Crimes of Passion: Sophie Hannah, Michael Hughes and David Wilson
A Free Thinking Festival discussion hosted by Matthew Sweet at Sage Gateshead. The Festival theme this year is the emotions so this debate looks at murder in fact and fiction.
Many legal systems have allowed the accused the defence of a “crime of passion”: attributing their act to a sudden explosion of feeling, rather than pre-meditated violence. Prosecutors, though, have argued that “passion” is simply another word for “insanity” or “malice”.
David Wilson was the youngest prison governor in England aged 29. He is Emeritus Professor of Criminology and founding Director of the Centre for Applied Criminology at Birmingham City University. He presented the CBS series Voice of a Serial Killer and, for BBC Radio 4, In The Criminologist’s Chair. His latest book is My Life with Murderers: Behind Bars with the World’s Most Violent Men.

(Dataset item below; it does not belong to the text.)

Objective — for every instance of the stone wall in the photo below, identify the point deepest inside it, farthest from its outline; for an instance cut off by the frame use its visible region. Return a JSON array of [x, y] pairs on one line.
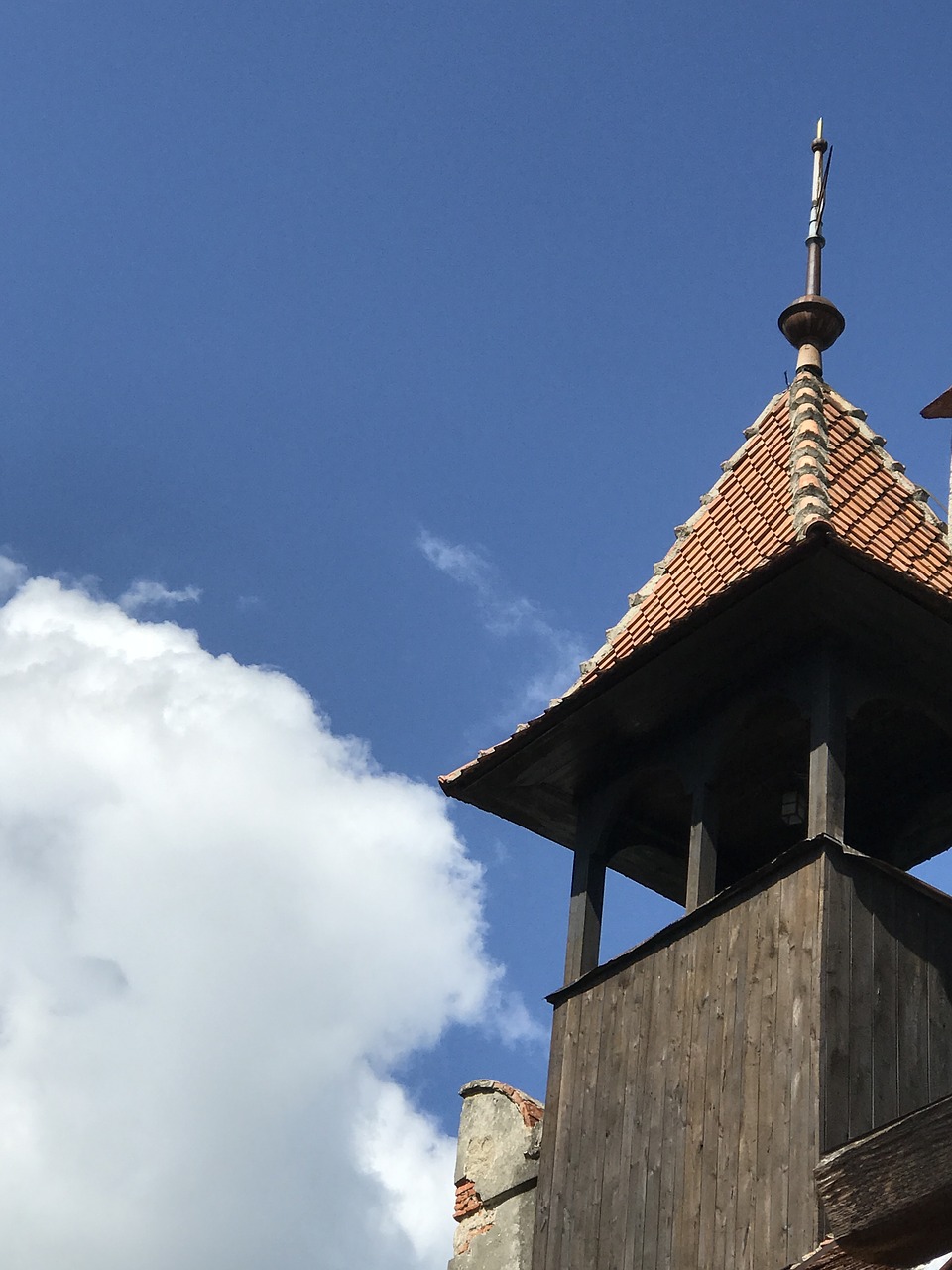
[[497, 1173]]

Sophie Hannah is a poet and crime novelist who, with the blessing of the Christie estate, has written three new Poirot novels The Monogram Murders, Closed Casket and The Mystery of Three Quarters. Her latest publication is a self-help book entitled How to Hold a Grudge.
Michael Hughes’ most recent novel Country maps Homer’s Iliad onto 1990s Northern Ireland to describe both the black comedy and the brutality of The Troubles. His previous novel is The Countenance Divine. He teaches creative writing and also works as a professional actor.